Genomic Medicine - Science and Technology Committee Contents


APPENDIX 1

  Foreword by Francis Collins to "Genomics and Clinical Medicine", Dhavendra Kumar and Sir David Weatherall (Eds). Oxford University Press, New York, pp viii. (2008).

  A scant twenty years have passed since the word "genomics" was coined by Victor McKusick, Frank Ruddle, and Tom Roderick to describe a new discipline. The suffix of the word derives from the Greek ome meaning all, and aptly conveyed an intention to transition the study of heredity from a focus on single genes (genetics) to the more global perspective of all of the hereditary material. A proliferation of other "omics" disciplines has subsequently erupted—including proteomics, metabolomics, transcriptomics, glycomics, microbiomics, and many more.

  But genomics remains the foundation of the rest, reflecting as it does a comprehensive analysis of the DNA instruction book.
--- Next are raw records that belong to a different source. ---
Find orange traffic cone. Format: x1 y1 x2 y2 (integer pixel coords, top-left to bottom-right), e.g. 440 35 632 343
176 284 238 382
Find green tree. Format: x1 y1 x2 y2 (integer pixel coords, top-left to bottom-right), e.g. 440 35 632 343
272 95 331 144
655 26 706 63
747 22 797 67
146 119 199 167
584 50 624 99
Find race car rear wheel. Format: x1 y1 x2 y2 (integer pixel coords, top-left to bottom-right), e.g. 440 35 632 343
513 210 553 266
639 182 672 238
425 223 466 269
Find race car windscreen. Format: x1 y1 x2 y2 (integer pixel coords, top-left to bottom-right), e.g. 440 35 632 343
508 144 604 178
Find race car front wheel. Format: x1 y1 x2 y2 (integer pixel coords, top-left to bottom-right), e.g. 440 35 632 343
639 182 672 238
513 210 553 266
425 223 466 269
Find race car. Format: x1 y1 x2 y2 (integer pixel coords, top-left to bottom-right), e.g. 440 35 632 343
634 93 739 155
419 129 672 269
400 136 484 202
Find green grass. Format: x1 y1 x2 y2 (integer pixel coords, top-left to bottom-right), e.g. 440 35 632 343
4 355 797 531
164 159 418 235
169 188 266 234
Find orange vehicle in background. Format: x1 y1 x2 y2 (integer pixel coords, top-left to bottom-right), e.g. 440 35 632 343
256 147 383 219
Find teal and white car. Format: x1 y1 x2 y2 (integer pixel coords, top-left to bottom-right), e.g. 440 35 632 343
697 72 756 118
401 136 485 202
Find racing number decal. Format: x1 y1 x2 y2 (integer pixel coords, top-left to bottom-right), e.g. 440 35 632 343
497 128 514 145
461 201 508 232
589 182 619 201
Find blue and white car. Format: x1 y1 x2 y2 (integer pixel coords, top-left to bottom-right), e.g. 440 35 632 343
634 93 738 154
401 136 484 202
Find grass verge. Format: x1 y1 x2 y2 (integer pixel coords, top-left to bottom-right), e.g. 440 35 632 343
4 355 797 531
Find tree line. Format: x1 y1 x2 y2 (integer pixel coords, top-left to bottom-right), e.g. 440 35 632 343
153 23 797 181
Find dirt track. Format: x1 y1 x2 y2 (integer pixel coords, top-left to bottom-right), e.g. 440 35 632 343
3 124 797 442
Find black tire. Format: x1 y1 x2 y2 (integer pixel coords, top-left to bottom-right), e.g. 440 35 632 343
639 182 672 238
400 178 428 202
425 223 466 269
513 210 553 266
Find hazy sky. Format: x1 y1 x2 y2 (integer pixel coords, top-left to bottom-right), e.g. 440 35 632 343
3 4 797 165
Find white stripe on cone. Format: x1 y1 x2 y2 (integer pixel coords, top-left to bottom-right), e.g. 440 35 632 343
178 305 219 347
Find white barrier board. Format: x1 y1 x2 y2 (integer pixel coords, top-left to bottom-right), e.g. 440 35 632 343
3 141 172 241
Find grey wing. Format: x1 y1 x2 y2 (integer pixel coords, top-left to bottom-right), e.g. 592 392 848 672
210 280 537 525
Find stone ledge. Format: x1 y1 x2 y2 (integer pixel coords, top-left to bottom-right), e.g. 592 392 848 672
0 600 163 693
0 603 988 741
The success of the Human Genome Project has now laid that instruction book wide open. As a result, the life sciences have been catapulted forward, and biology has now taken its rightful place alongside physics and chemistry as a truly digital and quantitative science.

  It is the application of genomics to medicine that carries its greatest promise of benefit to humankind (Francis Collins, 2008). Here in the early years of the third millennium we can see the emerging outlines of a new synthesis of the noble tradition of the healing arts with an increasingly precise way of understanding the causes of disease, based on an understanding of the human genome. There are still many practicing physicians who would say they see no evidence of genetics or genomics as part of their daily medical practice. Surely, however, that reveals a problem with the successful communication of rapid new developments in this field, not the facts of the matter.

  The pace of progress in genomics has been astounding. Over just the last 15 years, largely as a consequence of the tools made available through the Human Genome Project, genes have been identified for more than two thousand inherited conditions. With recent rapid advances in the understanding of human genetic variation, the specific hereditary contributions to common diseases like diabetes, heart disease, cancer, and mental illness are emerging at an unprecedented rate. The very real possibility of offering individuals who are currently healthy a personalized prediction of future risks of illness is no longer a distant dream. And given that many of the common disorders for which predictions are becoming possible are associated with proven means of reducing risk through diet, exercise, lifestyle change, medical surveillance, or pharmacotherapy, the real likelihood of widespread individualized programs of preventive medicine grows by the day. Similarly, the ability to make predictions about the possibility of a beneficial or undesirable response to drug therapy, the field of pharmacogenomics, is advancing rapidly, and will soon require health care providers to determine the genotype before writing the prescription, at least for certain drugs. Many of us predict that the complete genome sequence of an individual will become part of that person's medical record within about ten years, at a cost of US $1000 or less. And the therapeutics that we use in the future will likely be heavily dependent upon an understanding of the genomic basis of illness, leading to interventions that are both more accurately targeted to the underlying problem and less likely to cause side effects.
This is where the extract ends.